Mutism in the Older Adult

Nages Nagaratnam, MD, FRCP, FRACP, FRCPA, FACC; Gowrie Pavan, MBBS, FRAGP

Disclosures

Geriatrics and Aging. 2005;8(8):61-68. 

In This Article

Akinetic Mutism

Following the landmark case report of Cairns et al.,[8] the term akinetic mutism (AM) has been used to describe a syndrome characterized by marked reduction of nearly all motor functions, including facial expression, gestures, and speech output, but with some degree of alertness. Following this report, the term AM has been used in situations with similar clinical pictures associated with different etiologies and pathologies. Depending on the clinical picture, AM had been subdivided into two pathology types based on the anatomic location of the lesion. One is related to the mesencephalic region and is described as apathetic akinetic mutism or somnolent mutism. The other is known as hyperpathic akinetic mutism and is associated with bilateral frontal damage (Figure 2).[9]

The Neural Pathways in Akinetic Mutism

The critical areas involved are the frontal lobe (cingulate gyrus, supplementary motor area [SMA], and the dorso-lateral border zones), basal ganglia (caudate and putamen), and the mesencephalus and thalamus.[10] The vascular syndromes giving rise to AM are the most striking, particularly those related to the anterior cerebral artery (ACA) which could be either unilateral or bilateral, transient or prolonged. Neuroimaging is an important diagnostic test (Figure 3). Apart from cerebral infarction or hemorrhage,[11] a variety of focal pathologies can produce AM.[8,12,13,14,15] CJD is a rapidly progressive disease, characterized by dementia and myoclonus, and is highly protean in its manifestations. AM has been described as a symptom of CJD and included as a classification criterion for its diagnosis.[14] AM commences within an average of 7.5 weeks in CJD.[16]

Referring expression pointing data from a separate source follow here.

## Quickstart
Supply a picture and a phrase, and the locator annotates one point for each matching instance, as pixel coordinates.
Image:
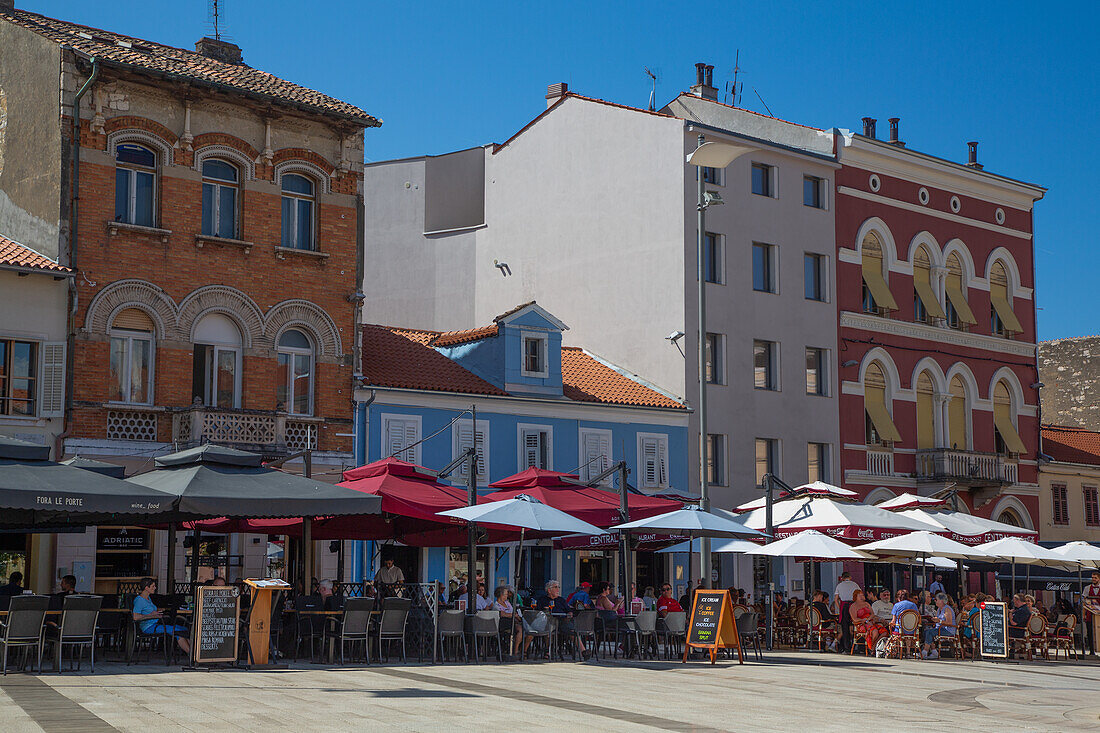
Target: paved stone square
(790, 690)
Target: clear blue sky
(1020, 77)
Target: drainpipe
(70, 318)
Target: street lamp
(706, 155)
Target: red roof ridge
(15, 255)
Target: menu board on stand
(993, 630)
(711, 625)
(216, 625)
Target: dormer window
(535, 354)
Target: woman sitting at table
(864, 620)
(943, 626)
(150, 617)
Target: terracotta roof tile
(454, 338)
(15, 255)
(402, 358)
(156, 57)
(1071, 445)
(587, 379)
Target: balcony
(249, 429)
(965, 467)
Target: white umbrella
(923, 545)
(812, 489)
(810, 544)
(836, 517)
(910, 501)
(730, 546)
(1015, 549)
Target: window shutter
(52, 402)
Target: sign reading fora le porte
(216, 623)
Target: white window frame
(661, 441)
(407, 420)
(131, 337)
(218, 184)
(545, 348)
(589, 470)
(483, 446)
(521, 431)
(297, 351)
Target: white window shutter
(52, 401)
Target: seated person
(1018, 621)
(901, 606)
(149, 616)
(667, 604)
(68, 587)
(552, 602)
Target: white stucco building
(591, 210)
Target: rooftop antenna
(732, 88)
(652, 93)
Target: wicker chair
(1063, 637)
(904, 639)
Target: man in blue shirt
(902, 605)
(149, 616)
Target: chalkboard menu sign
(993, 630)
(215, 626)
(711, 625)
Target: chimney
(704, 81)
(972, 162)
(893, 132)
(218, 50)
(556, 91)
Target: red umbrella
(565, 492)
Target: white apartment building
(591, 210)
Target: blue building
(537, 404)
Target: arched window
(879, 426)
(925, 413)
(877, 296)
(132, 350)
(1002, 319)
(220, 184)
(957, 415)
(1005, 437)
(217, 362)
(926, 306)
(959, 315)
(134, 184)
(298, 205)
(294, 392)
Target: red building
(937, 347)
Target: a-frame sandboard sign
(712, 624)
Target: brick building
(216, 218)
(935, 290)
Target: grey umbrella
(215, 481)
(36, 491)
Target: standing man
(387, 578)
(842, 599)
(1090, 601)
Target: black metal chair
(23, 627)
(395, 612)
(354, 625)
(452, 625)
(77, 630)
(486, 625)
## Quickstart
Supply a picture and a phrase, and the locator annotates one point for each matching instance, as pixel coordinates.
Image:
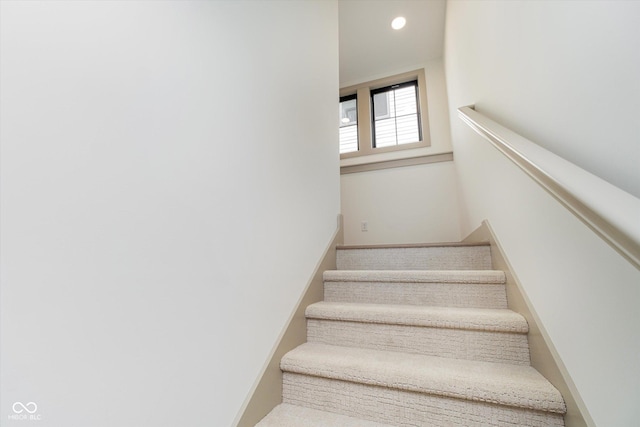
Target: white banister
(609, 211)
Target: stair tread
(287, 415)
(416, 276)
(413, 245)
(481, 319)
(511, 385)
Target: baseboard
(266, 393)
(544, 357)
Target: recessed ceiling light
(398, 23)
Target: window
(395, 115)
(348, 124)
(392, 115)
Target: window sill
(394, 159)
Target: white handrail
(609, 211)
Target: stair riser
(431, 258)
(403, 408)
(487, 346)
(431, 294)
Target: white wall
(563, 74)
(169, 181)
(411, 204)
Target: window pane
(395, 111)
(348, 124)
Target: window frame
(386, 89)
(349, 98)
(365, 113)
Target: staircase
(414, 336)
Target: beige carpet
(414, 337)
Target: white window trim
(365, 133)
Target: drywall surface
(545, 86)
(169, 182)
(411, 204)
(563, 74)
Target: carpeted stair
(414, 336)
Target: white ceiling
(370, 48)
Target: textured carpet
(414, 337)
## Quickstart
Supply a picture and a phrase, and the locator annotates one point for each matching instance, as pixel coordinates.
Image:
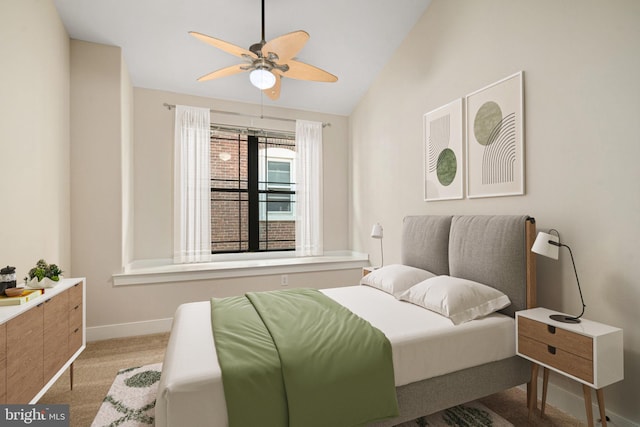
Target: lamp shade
(262, 79)
(543, 245)
(376, 231)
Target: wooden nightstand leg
(545, 382)
(587, 404)
(533, 389)
(603, 414)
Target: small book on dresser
(26, 296)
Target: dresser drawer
(556, 358)
(568, 341)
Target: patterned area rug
(472, 414)
(131, 402)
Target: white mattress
(424, 345)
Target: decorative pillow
(395, 278)
(458, 299)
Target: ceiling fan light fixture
(262, 79)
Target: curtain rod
(233, 113)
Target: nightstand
(588, 352)
(367, 270)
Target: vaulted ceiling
(352, 39)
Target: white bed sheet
(424, 345)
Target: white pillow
(395, 278)
(458, 299)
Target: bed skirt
(435, 394)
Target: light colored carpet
(99, 364)
(131, 402)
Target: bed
(492, 250)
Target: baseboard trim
(573, 404)
(132, 329)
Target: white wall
(34, 136)
(582, 134)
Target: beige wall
(581, 65)
(122, 214)
(34, 136)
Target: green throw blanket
(298, 358)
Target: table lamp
(549, 245)
(376, 233)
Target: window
(252, 191)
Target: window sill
(164, 271)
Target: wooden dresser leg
(603, 414)
(533, 386)
(587, 404)
(545, 382)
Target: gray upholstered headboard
(487, 249)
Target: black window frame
(253, 198)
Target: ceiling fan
(268, 61)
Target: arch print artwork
(495, 139)
(443, 153)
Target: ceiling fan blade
(223, 45)
(286, 46)
(301, 71)
(223, 72)
(274, 92)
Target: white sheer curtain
(308, 188)
(192, 193)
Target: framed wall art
(443, 152)
(495, 139)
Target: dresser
(39, 340)
(588, 352)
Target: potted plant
(44, 275)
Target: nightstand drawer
(568, 341)
(556, 358)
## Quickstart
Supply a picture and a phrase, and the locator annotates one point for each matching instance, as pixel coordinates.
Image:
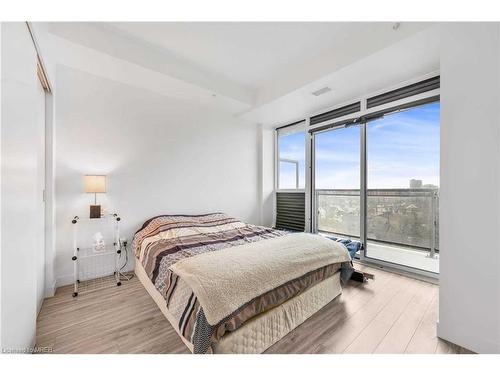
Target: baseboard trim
(474, 344)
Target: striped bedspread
(165, 240)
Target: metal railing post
(432, 244)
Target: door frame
(362, 118)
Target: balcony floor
(402, 255)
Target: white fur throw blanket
(225, 280)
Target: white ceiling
(251, 54)
(247, 68)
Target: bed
(230, 287)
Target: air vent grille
(322, 91)
(290, 211)
(339, 112)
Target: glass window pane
(403, 187)
(291, 160)
(337, 181)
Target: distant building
(415, 184)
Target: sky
(400, 147)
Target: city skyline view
(400, 147)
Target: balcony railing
(402, 217)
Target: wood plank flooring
(391, 314)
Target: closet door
(22, 172)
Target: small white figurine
(98, 244)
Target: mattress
(262, 331)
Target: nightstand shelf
(94, 270)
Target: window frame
(362, 117)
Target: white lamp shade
(95, 184)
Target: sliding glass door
(337, 182)
(378, 182)
(402, 168)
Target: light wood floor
(391, 314)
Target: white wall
(267, 172)
(469, 304)
(161, 155)
(22, 123)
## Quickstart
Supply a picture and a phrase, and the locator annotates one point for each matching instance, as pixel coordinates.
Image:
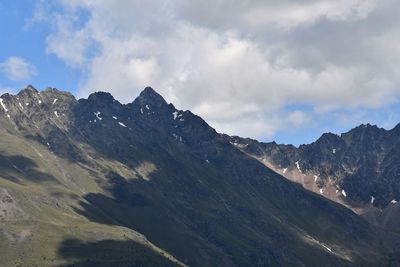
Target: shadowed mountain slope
(93, 182)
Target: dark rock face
(363, 162)
(167, 174)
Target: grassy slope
(48, 232)
(75, 216)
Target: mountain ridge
(144, 173)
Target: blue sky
(285, 71)
(27, 40)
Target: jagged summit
(75, 169)
(101, 96)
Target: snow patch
(97, 114)
(2, 104)
(327, 248)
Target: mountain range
(93, 182)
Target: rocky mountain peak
(101, 97)
(150, 97)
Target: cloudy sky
(285, 70)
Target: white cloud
(239, 64)
(17, 69)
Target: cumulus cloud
(17, 69)
(241, 65)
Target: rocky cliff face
(93, 182)
(360, 165)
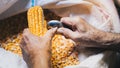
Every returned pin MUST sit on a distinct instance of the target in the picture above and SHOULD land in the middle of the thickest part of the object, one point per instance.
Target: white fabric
(99, 13)
(10, 60)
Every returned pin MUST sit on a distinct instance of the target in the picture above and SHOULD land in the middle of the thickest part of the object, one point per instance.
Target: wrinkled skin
(83, 31)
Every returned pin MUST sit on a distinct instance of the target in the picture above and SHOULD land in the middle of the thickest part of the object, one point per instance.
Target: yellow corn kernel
(61, 47)
(36, 20)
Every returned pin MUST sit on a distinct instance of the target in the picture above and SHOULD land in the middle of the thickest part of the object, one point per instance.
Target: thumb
(67, 33)
(50, 33)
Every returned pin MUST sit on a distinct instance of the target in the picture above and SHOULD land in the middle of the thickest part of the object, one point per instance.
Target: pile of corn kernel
(62, 49)
(12, 44)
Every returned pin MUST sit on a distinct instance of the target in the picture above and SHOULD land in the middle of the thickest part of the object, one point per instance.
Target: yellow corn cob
(36, 20)
(61, 47)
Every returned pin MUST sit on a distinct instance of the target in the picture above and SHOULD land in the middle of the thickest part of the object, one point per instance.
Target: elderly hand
(81, 31)
(36, 50)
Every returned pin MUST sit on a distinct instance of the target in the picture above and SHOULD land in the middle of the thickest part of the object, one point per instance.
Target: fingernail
(54, 28)
(60, 30)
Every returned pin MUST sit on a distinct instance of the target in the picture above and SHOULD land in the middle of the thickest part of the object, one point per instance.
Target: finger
(28, 36)
(70, 21)
(67, 33)
(50, 33)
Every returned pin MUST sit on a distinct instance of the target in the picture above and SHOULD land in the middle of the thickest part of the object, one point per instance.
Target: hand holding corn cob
(61, 47)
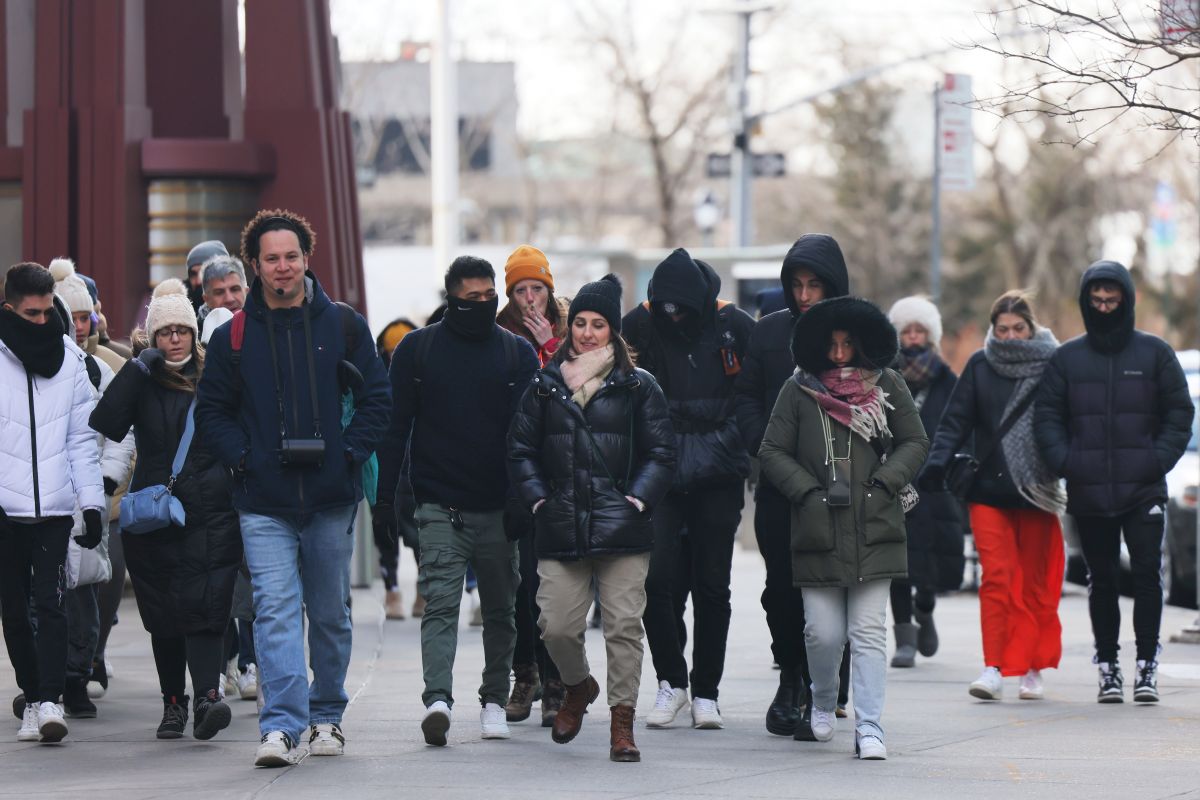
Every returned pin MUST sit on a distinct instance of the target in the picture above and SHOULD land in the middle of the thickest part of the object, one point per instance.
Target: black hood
(820, 254)
(874, 335)
(685, 282)
(1108, 332)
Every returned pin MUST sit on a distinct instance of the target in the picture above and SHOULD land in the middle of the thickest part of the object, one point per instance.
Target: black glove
(91, 529)
(385, 528)
(150, 360)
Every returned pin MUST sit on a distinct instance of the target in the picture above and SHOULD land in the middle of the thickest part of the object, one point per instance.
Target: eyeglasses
(173, 332)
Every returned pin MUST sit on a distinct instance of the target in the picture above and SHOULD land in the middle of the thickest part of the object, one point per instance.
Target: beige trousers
(565, 597)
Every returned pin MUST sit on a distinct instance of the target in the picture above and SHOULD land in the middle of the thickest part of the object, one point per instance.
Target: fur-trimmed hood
(874, 335)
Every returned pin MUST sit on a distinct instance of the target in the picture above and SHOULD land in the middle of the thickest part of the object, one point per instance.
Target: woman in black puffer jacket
(592, 452)
(183, 577)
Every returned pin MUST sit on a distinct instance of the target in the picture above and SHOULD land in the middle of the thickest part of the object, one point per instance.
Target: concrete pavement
(941, 741)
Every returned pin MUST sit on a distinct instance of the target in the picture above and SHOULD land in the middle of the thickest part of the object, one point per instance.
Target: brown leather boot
(570, 717)
(621, 735)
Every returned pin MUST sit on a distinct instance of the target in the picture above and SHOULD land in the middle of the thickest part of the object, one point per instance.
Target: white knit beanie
(921, 311)
(70, 286)
(169, 306)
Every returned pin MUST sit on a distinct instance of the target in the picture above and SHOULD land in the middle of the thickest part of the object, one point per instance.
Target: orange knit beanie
(527, 262)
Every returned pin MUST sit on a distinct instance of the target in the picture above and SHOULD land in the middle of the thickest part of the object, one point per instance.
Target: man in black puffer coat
(693, 344)
(814, 270)
(1113, 416)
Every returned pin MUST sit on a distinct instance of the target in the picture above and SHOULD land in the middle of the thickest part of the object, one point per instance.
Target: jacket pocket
(882, 517)
(813, 524)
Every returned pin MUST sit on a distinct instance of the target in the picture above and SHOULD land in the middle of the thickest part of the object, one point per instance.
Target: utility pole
(444, 139)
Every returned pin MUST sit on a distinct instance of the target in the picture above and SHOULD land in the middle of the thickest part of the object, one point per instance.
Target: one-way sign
(766, 164)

Demonstration of a Cerebral Infarction

Lim et al.[15] described AM with findings of white matter intensities. There are two types of white matter changes: periventricular and deep white matter lesions. The deep matter lesions are separate from the ventricles; they have a different pathogenesis.[17] There are several causes for these lesions apart from normal aging, but the more severe types can be associated with atherosclerotic disease.[18,19] According to some investigators, these changes detected by computed tomography or solely by magnetic resonance imaging have different meanings, and when these changes are seen on the CT they may indicate associated dementia.[20]

Somnolent AM of the mesencephalic type can vary in intensity.[9,21] AM has been reported after thalamic lesions[22,23] and thalamocapsular lesions.[13] Brown[24] identified two broad classes of disturbances with unilateral left thalamic lesions: one showing AM, often with a stuporose state, and the other with a fluent type of speech disorder.

AM is often erroneously diagnosed as locked-in syndrome or persistent vegetative state. Distinguishing between them is important because management differs. The distinguishing characteristics are shown in Table 1 . The blunted emotional expression and apathy in patients with severe depression, together with psychomotor retardation such as slurred speech and body movements, may mimic AM.